Правда, трем счастливицам это всё-таки удалось. Браки были недолгими, полными театральных страстей (ревность, рыдания, битая посуда), а последний и вовсе оказался трагичным: маленькая сучка Аннет взорвала благонравный городок тонким, аккуратным надрезом на бледном запястье. Ферд от ужаса чуть не умер, и, дождавшись полного выздоровления неблагодарной суицидницы, скоренько с ней развелся, на целых полгода погрузившись в глухой целибат. Он осунулся, подурнел, жаловался Джону на головную боль и импотенцию («Даже подрочить не тянет, представляешь?»), вяло ел, плохо спал. Одним словом, угасал на глазах, и только личная драма самого Джона вывела его из мрачного ступора.
Ферд оживился и накинулся на Джона с яростными упреками:
— Почему ты меня не слушал?! Сколько раз я намекал тебе, что эта жаба ищет тину погуще?
— Она не жаба. Она красивая женщина…
— … сиганувшая в чужую постель. Жаба. Самая настоящая прыгучая жаба. Чтоб ей захлебнуться.
Ферд оказался не только хорошим другом, но и здравомыслящим человеком. Именно он помог Джону пережить позорный матримониальный провал, вмиг позабыв собственные страдания и настойчиво вытаскивая его из омута безнадеги.
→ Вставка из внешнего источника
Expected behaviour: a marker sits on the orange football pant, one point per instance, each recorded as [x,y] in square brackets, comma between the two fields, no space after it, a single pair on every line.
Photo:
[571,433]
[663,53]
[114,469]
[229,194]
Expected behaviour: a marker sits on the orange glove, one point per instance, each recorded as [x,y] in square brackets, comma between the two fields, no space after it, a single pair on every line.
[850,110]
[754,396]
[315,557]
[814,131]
— Хватай свой член в охапку и беги из этой дыры, — сказал он в конечном итоге.
Джон кисло взглянул.
— А ты? Как ты тут без меня?
— Охренел? Неужели тебя в самом деле это волнует?
— Конечно. А как же иначе?
Ферд растроганно стиснул его понурые плечи.
— Спасибо, Джон. Обо мне не думай, я в полном порядке. Себя спасай.
Это было в самом деле очень своевременно и разумно. Дельный совет пришелся как нельзя кстати, и Джон воспользовался им в полной мере: спасся в квартире на Бейкер-стрит…
*
И вот Ферд Коллинз приехал, и это событие явилось для Джона настоящим Подарком Небес.
Выглядел он, как всегда, потрясающе: оправившись от супружеского удара, распрямил мощные крылья и вновь воспарил над миром горделивым, свободным орлом.
— Черт возьми, я и забыл, как зверски ты обаятелен и красив, — выдохнул Джон, увидев его на перроне. Яркого, цветущего, смуглоликого бога в длиннополом плаще и мягкой фетровой шляпе. С ослепительной улыбкой глумливого беса (о, миссис Хадсон, что бы вы на это сказали?) и ямочками на сытых, эластичных щеках.